[fpc-devel] On a port of Free Pascal to the IBM 370

Hans-Peter Diettrich DrDiettrich1 at aol.com
Wed Jan 18 12:38:30 CET 2012


>> ? It just means you must convert ascii to ebcdic in OS calls that require
>> strings. All these calls must be re-implemented anyway, so a generic
>> routine
>> to do this conversion seems like the obvious path. I doubt this will be
>> the
>> real bottleneck :-)
> 
> It should not be a bottleneck, but I'm afraid that you underestimate it a
> bit.

IMO the only bottleneck could be the availability of 8 bit bytes 
(dunno).
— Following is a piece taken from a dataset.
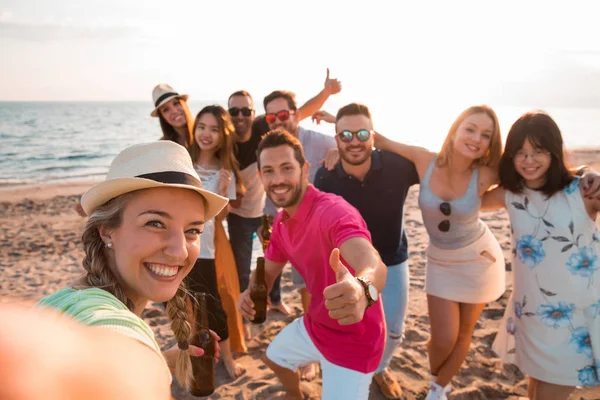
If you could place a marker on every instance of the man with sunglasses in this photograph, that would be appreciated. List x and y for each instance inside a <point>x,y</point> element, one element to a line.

At least I remember mainframes with byte sizes of 6..16 bits. 
When at least 8 bits are available, then a program can use 
ASCII/ANSI/UTF-8 internally, and strings have to be converted into 
EBCDIC in system calls, like they have to be converted for every OS with 
specific character sets or encodings.

It would be a real challenge to adopt FPC and all ordinal type handling 
(and pointers!) to a different byte size. E.g. DG machines only can 
address 16 bit words, so that access to 8 bit entities requires explicit 
machine code, and PByte or PChar is very tricky to implement. On such 
machines UTF-16 would be a good choice for the native string type.